Diagrama de Corpo Livre

        O primeiro passo é o cálculo das reações de apoio Ra e Rb, que são obtidos através do somatório dos momentos iguais a zero(corpo em equilíbrio)  nos pontos A e B.

Ra = P. b / L

Rb = P. a / L

        Para determinarmos por exemplo as forças internas em um ponto genérico C, uma maneira simples é primeiro desenharmos o diagrama de corpo livre da parte a ser estudada.
 

Diagrama de Corpo Livre (Esquerda do ponto C)

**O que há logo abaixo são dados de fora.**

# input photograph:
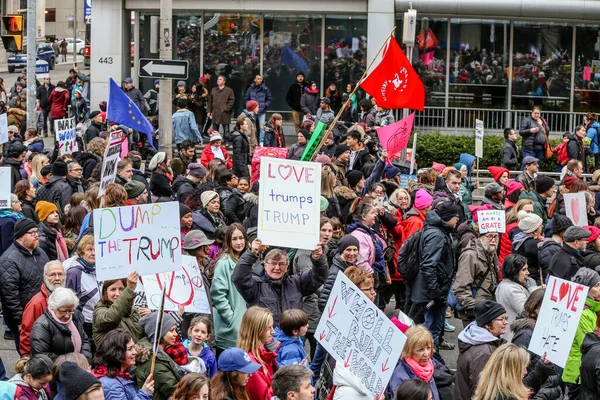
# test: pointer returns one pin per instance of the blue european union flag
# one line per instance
(122, 110)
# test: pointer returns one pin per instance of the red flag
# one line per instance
(394, 83)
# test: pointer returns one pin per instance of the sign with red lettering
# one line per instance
(289, 203)
(558, 320)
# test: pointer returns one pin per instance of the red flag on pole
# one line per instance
(394, 83)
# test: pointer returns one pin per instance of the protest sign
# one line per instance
(355, 332)
(184, 287)
(491, 221)
(66, 135)
(575, 208)
(558, 320)
(145, 238)
(111, 158)
(289, 203)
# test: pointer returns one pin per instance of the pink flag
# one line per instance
(394, 138)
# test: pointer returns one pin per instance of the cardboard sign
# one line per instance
(491, 221)
(289, 203)
(184, 287)
(111, 158)
(558, 320)
(66, 135)
(355, 332)
(575, 208)
(145, 238)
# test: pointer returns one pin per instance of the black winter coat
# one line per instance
(21, 274)
(53, 339)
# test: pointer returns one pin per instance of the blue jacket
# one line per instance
(118, 388)
(185, 127)
(261, 94)
(291, 349)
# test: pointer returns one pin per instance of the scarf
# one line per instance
(424, 373)
(75, 336)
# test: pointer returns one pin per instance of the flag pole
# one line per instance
(347, 103)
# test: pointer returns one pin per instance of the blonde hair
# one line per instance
(254, 323)
(502, 376)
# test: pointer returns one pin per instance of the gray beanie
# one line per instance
(149, 324)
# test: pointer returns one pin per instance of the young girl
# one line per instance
(199, 333)
(257, 331)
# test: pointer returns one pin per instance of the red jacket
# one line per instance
(33, 310)
(260, 383)
(207, 156)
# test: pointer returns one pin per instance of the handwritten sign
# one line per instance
(289, 200)
(575, 208)
(558, 319)
(184, 287)
(143, 238)
(491, 221)
(66, 135)
(355, 332)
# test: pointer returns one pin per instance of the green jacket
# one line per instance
(229, 305)
(587, 324)
(119, 314)
(166, 376)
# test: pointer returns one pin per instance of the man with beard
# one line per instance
(477, 275)
(54, 276)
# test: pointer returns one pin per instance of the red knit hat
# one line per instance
(497, 172)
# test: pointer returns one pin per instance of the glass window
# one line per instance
(542, 66)
(478, 63)
(232, 48)
(292, 43)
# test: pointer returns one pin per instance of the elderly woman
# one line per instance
(115, 309)
(60, 329)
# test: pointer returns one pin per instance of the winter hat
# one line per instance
(75, 380)
(587, 277)
(574, 233)
(353, 177)
(22, 226)
(251, 105)
(486, 311)
(512, 186)
(422, 199)
(497, 172)
(148, 322)
(44, 209)
(347, 241)
(560, 223)
(207, 196)
(595, 233)
(528, 222)
(543, 184)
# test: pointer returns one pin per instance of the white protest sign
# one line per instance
(184, 287)
(145, 238)
(355, 332)
(575, 208)
(66, 135)
(491, 221)
(3, 128)
(289, 203)
(558, 320)
(478, 138)
(112, 155)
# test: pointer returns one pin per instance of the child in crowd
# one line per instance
(200, 332)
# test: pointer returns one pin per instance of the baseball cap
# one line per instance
(236, 359)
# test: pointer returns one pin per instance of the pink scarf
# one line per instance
(424, 373)
(75, 336)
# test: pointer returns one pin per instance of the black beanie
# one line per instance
(75, 380)
(486, 311)
(22, 226)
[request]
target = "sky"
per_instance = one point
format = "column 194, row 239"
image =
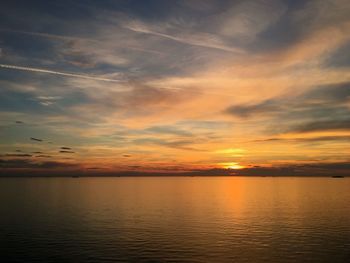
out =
column 197, row 87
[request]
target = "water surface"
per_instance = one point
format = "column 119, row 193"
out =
column 175, row 219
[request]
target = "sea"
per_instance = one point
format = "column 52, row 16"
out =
column 175, row 219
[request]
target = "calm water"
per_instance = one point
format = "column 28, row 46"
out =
column 175, row 219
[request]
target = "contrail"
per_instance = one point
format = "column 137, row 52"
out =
column 39, row 70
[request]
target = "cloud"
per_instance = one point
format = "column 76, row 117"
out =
column 26, row 163
column 319, row 109
column 18, row 155
column 172, row 130
column 66, row 74
column 36, row 139
column 66, row 148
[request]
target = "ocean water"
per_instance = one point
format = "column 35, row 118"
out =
column 175, row 219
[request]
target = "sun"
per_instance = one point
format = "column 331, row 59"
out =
column 232, row 165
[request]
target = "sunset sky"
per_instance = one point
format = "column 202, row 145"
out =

Diagrama de Corpo Livre (Direita do ponto C)


 
 

Cálculo da força cortante em C.

        Com as reações já calculadas e analisando a figura, podemos facilmente encontrar o valor da força cortante no ponto C, através do somatório das forças verticais.
        Como o ponto C, considerado para o cálculo dos esforços é exatamente o ponto de aplicação de uma força concentrada, teremos dois valores diferentes de força cortante, um a esquerda carga, ou seja, sem a plicação da carga P, e outra a direita, considerando a aplicação da carga P. Isto acontece porque o diagrama de forças cortantes ao passar no ponto onde existe uma carga concentrada, sofre uma descontinuidade, como será visto adiante, no diagrama.
 

Qesq C = Ra

Qdir C = Ra - P

        Para o cálculo dos demais esforços cortantes ao longo da viga, procede-se com mesmo raciocínio.

Cálculo do Momento Fletor em C

        Para o cálculo das forças cortantes em um determinado ponto, efetuou-se o somátorio das forças verticais de um corpo. Para o cálculo do momento fletor, procede de maneira análogo, porém faz-se o somatório dos momentos no ponto considerado, neste caso, o ponto C.
 

MC = Ra  .  a

        Para o cálculo dos demais momentos ao longo da viga, procede-se com mesmo raciocínio.
 

Diagrama de Momento Fletor e Força Cortante em uma viga submetida a uma carga concentrada

        Se fosse calculados esforços de momento e força cortante em infinitas seções da viga em análise e após isso fosse traçado diagramas com esses valores, teríamos então representados os diagramas de momento fletor e força cortante da viga em análise. Na realidade não são efetuados infinitas seções, e sim algumas seções em locais apropriados, que permitam representam  em sua totalidade  os diagramas.
       Para o traçado do diagrama, é usual, adotar-se para o diagrama de forças cortantes, positivo para cima e negativo para baixo, e o diagrama de momentos, positivo para baixo e negativo para cima, de maneira a salientar a tendência de flexão da viga.


       

        Tendo como exemplo uma viga bi-apoiada de comprimento L, submetida a uma carga concentrada, distanciada de a do apoio da esquerda, temos as seguintes equações para o traçado do diagrama:

Força Cortante

1) Para x variando entre 0 e a

Q = Ra

2) Para x variando entre a e L

Q = Ra - P = Rb

Momento Fletor

1) Para x variando entre 0 e a

M = Ra . x

2) Para x variando entre a e L

M = Ra . x   -   ( x - a) . P

Momento Fletor Máximo

    O  momento fletor máximo ocorre no ponto onde temos a carga concentrada, então:

     Mmáx = Ra . a - ( a - a ) . P =  Ra . a = (P . b / L) . a  =  P . a . b / L

Diagrama

        Quando uma viga suporta muitas cargas, o método de se fazer várias seções ao longo da barra, pode se tornar muito complicado. A construção do diagrama de força cortante e principalmente o de momento fletor pode ser bastante simplificado se determinadas relações entre os diagramas de força cortante e momento fletor forem considerados.
        Através de algumas deduções matemáticas, podemos chegar a seguinte conclusão:

        A derivada do  momento fletor  em relação a  x  é igual ao esforço cortante.
        Com isso, basta simplesmente determinar as equações de qualquer um dos dois esforços, e através de simples derivação ou integração, podemos encontrar facilmente o outro esforço.